Communications-related investigatory powers are ostensibly regulated within the Regulation of Investigatory Powers Act (RIPA) 2000, under the descriptive headings: 'interception of communications'; 'acquisition and disclosure of communications data' and 'investigation of data protected by encryption'. The scope, legality and extent of these hitherto infrequently examined powers experienced increased scrutiny following the controversial 2013 disclosures of fugitive United States National Security Agency contractor Edward Snowden, scrutiny generally founded on subjective conceptions of 'privacy', 'intrusiveness' or 'security'. This research however, adopts 'communications' as its conceptual common denominator. It comprehensively explores the separate politico-legal evolution of RIPA's communications-related investigatory powers, whilst identifying and critically analysing alternative statutory provisions that permit circumvention of RIPA's purported human rights-centric integrity. The detailed chronology provides conclusive evidence that current UK Secretaries of State and their executive agencies possess virtually unlimited communications-related information acquisition powers bequeathed by their predecessors. Perhaps more importantly, its simultaneous exposure of an executive culture of secrecy and deference to the UK's intelligence community assists in explaining why any fettering of the current powers will be so difficult to achieve. Drawing from Intelligence Studies, Information Science and Computer Science, this research logically deconstructs RIPA's communications-related powers, finding them more accurately describable as narrowly defined techniques facilitating the acquisition of communications-related data.
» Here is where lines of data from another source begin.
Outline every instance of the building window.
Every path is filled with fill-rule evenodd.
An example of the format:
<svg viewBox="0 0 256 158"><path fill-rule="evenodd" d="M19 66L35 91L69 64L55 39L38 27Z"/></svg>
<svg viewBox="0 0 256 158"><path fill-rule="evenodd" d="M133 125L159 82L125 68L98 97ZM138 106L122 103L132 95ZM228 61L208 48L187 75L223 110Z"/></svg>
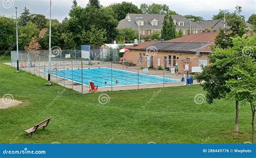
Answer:
<svg viewBox="0 0 256 158"><path fill-rule="evenodd" d="M169 56L169 66L171 66L172 65L172 56Z"/></svg>
<svg viewBox="0 0 256 158"><path fill-rule="evenodd" d="M186 35L186 30L183 30L183 35Z"/></svg>
<svg viewBox="0 0 256 158"><path fill-rule="evenodd" d="M173 66L176 65L176 56L173 56Z"/></svg>

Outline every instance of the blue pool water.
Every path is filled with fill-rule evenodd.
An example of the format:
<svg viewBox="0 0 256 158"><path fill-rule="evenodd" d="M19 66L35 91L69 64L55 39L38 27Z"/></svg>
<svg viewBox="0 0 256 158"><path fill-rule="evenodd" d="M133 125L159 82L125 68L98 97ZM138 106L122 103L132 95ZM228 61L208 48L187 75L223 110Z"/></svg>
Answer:
<svg viewBox="0 0 256 158"><path fill-rule="evenodd" d="M44 71L48 73L48 70ZM113 86L136 85L138 84L138 73L123 71L117 69L112 69L112 85ZM58 72L52 71L52 74L59 77L65 78L66 79L72 80L74 82L82 83L81 69L59 69ZM72 74L73 73L73 77ZM95 83L95 85L99 87L109 87L111 86L111 69L107 67L90 68L83 70L83 83L89 85L90 81ZM116 84L116 81L118 81ZM139 74L139 83L142 84L150 84L163 83L164 78L153 75L145 74ZM178 82L177 80L165 77L165 83ZM105 84L105 82L107 84Z"/></svg>

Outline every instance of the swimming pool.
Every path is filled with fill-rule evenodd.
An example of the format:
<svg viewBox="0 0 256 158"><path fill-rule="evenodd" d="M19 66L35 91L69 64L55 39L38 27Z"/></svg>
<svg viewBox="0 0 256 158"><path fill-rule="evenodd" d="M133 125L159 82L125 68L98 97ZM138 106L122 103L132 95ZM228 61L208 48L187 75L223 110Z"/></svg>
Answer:
<svg viewBox="0 0 256 158"><path fill-rule="evenodd" d="M48 70L43 71L48 73ZM81 69L59 69L58 72L51 71L51 74L58 77L65 78L66 79L72 80L74 82L81 84ZM112 69L112 86L128 86L138 84L138 73L133 72ZM73 75L72 75L73 74ZM86 68L83 69L83 83L89 85L90 81L99 87L109 87L111 86L111 68L107 67ZM116 81L118 83L116 83ZM154 75L149 75L140 73L139 75L139 83L142 84L150 84L163 83L164 78ZM167 77L164 78L165 83L174 83L179 81ZM105 84L105 83L106 84Z"/></svg>

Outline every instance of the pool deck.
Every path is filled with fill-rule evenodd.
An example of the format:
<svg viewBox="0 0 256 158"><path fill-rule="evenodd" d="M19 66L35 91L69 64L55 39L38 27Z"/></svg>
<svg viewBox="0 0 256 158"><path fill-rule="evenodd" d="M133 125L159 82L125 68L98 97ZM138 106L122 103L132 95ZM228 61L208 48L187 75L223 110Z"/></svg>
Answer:
<svg viewBox="0 0 256 158"><path fill-rule="evenodd" d="M42 66L41 65L48 65L48 63L36 63L35 67L23 67L22 68L23 70L26 72L30 72L30 73L34 74L38 77L42 77L45 80L48 79L48 74L43 72L42 72L42 70L48 69L48 66ZM11 65L11 64L10 63L4 63L6 65ZM80 65L76 65L73 64L73 68L81 68ZM93 65L83 65L83 68L89 68L89 67L107 67L111 68L111 63L101 63L99 64L93 64ZM52 66L52 68L54 67L54 66ZM143 73L143 68L139 68L138 70L138 67L135 66L122 66L119 64L112 64L112 68L129 71L131 72L137 73L139 71L139 73ZM58 67L59 69L66 69L66 68L72 68L71 65L70 64L65 64L65 65L60 65ZM164 76L166 78L170 78L172 79L176 79L178 80L180 80L181 75L176 75L174 74L171 74L169 71L164 71L164 70L157 70L154 69L149 69L148 74L157 75L161 77ZM89 93L89 87L86 85L82 85L80 83L77 83L76 82L72 82L71 80L64 79L63 78L58 77L57 76L52 75L51 76L51 81L55 83L57 83L62 86L73 89L75 91L76 91L80 93ZM144 84L144 85L127 85L127 86L117 86L113 85L109 87L99 87L98 92L106 92L106 91L124 91L124 90L138 90L138 89L145 89L145 88L160 88L160 87L174 87L174 86L181 86L184 85L184 82L175 82L175 83L159 83L159 84ZM96 85L97 86L97 85Z"/></svg>

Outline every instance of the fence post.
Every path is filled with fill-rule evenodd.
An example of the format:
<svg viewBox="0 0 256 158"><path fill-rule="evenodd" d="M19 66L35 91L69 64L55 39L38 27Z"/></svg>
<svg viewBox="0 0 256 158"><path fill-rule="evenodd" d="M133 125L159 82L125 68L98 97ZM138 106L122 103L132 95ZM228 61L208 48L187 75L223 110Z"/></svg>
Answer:
<svg viewBox="0 0 256 158"><path fill-rule="evenodd" d="M64 87L65 86L65 60L63 60L63 74L64 74Z"/></svg>
<svg viewBox="0 0 256 158"><path fill-rule="evenodd" d="M164 69L164 83L163 83L163 87L164 87L164 69L165 68L165 65L164 65L164 64L165 64L165 60L164 59L164 64L163 64L163 65L164 65L164 66L163 66L164 68L163 68L163 69Z"/></svg>
<svg viewBox="0 0 256 158"><path fill-rule="evenodd" d="M73 81L73 61L71 60L71 68L72 68L72 90L74 90Z"/></svg>
<svg viewBox="0 0 256 158"><path fill-rule="evenodd" d="M36 74L36 55L34 54L34 74Z"/></svg>
<svg viewBox="0 0 256 158"><path fill-rule="evenodd" d="M113 75L112 75L112 61L111 61L111 92L113 92Z"/></svg>
<svg viewBox="0 0 256 158"><path fill-rule="evenodd" d="M45 51L44 51L45 52ZM45 72L45 56L44 57L44 79L46 78L46 72Z"/></svg>
<svg viewBox="0 0 256 158"><path fill-rule="evenodd" d="M58 73L58 60L57 60L57 59L56 59L56 70L57 71L55 72L55 74L56 74L56 75L55 75L55 76L56 77L56 83L57 83L57 84L58 84L58 75L57 75L57 73Z"/></svg>
<svg viewBox="0 0 256 158"><path fill-rule="evenodd" d="M139 89L139 60L138 60L137 64L137 70L138 70L138 90Z"/></svg>
<svg viewBox="0 0 256 158"><path fill-rule="evenodd" d="M41 77L41 71L40 71L40 56L38 56L39 57L39 77Z"/></svg>
<svg viewBox="0 0 256 158"><path fill-rule="evenodd" d="M84 92L84 88L83 87L83 61L81 59L81 84L82 84L82 93Z"/></svg>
Consequently, RIPA fails to envisage or regulate all types of acquisition, such as that obtained extra-jurisdictionally or via Computer Network Exploitation, thus partially legitimizing the status quo. The research also examines RIPA's seemingly all-encompassing definition of 'communication', finding it under-utilised, in that communications from the mind into electronic storage ('expression-related data') are not included. Consequently, the boundaries between 'communication', 'expression' and 'property,' and between RIPA's powers and those enabling Computer Network Exploitation are currently unnecessarily complicated. It concludes by recommending the enactment of a single statute regulating all investigative expression-related data acquisition.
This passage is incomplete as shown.